Regeneration

A scion or lesser scion with this power eventually regenerates any damage it suffers unless attacked with fire, acid, or magical wounding, such as a sword of wounding or a legendary monster’s wounding power (damage from the subsequent bleeding can be regenerated, however). If the creature is killed by a disintegrate or death magic spell it cannot regenerate back to life. Nor can it regenerate back to life if killed by an attack that does not allow regeneration. If killed by normal attacks, a scion or lesser scion cannot regenerate back to life if its remains are destroyed by fire, acid, disintegration, or a 10th-level destroy spell at double difficulty (see page 123).

An elder or great elder can regenerate almost any form of damage if it survives the attack that inflicted the damage. These monsters cannot regenerate damage from a wounding effect, but they can heal themselves of the bleeding damage associated with such attacks. Once killed, an elder or great elder can be prevented from regenerating by destroying their remains as noted previously.
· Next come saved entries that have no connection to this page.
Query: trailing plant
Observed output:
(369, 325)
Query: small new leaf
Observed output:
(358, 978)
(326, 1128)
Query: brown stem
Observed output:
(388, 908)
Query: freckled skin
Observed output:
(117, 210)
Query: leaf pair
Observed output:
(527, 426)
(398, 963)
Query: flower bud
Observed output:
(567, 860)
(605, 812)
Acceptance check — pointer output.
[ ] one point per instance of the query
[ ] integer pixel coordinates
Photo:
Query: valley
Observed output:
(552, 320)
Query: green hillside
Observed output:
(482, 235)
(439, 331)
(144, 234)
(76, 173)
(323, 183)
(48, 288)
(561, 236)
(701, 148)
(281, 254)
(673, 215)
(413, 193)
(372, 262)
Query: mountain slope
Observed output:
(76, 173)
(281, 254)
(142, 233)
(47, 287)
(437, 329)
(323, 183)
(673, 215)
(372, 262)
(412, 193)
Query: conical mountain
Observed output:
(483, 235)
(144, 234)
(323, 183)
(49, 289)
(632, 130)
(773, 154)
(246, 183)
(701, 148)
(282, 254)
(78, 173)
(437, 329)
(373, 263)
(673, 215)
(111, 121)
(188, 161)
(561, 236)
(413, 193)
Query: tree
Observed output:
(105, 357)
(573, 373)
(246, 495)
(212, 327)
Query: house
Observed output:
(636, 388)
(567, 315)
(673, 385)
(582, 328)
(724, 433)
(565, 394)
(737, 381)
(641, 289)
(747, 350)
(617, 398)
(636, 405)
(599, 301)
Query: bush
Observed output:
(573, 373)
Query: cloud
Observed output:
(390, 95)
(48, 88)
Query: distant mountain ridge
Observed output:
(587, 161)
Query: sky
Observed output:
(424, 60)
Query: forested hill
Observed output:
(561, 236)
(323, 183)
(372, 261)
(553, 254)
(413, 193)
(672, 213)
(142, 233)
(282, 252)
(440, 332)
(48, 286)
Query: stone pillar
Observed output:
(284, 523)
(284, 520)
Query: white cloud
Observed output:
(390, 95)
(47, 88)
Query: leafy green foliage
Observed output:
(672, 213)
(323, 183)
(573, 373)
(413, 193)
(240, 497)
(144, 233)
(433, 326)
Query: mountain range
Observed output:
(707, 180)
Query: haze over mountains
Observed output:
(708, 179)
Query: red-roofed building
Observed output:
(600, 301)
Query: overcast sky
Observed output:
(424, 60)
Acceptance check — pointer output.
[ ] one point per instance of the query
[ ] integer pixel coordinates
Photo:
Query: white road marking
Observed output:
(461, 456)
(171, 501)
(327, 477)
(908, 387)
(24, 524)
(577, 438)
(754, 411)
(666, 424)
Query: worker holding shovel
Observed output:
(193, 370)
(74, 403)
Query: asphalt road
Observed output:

A paragon’s regeneration power is all but unstoppable—the creature can regenerate any type of damage. If completely disintegrated or slain outright by death magic, the creature returns to life after the amount of time required to regenerate 20 hit points and keeps right on regenerating until it reaches full hit points. The only way to permanently kill the creature is to reduce it to –20 hit points and use a wish or a 10th-level destroy spell at triple difficulty. The DM also might decide that some exotic process (see
page 91) or special weapon can also kill the creature permanently. For example, a paragon gorgon might be killed permanently if a noble genie eats its heart or if the killing blow is delivered with an ancient king’s sword.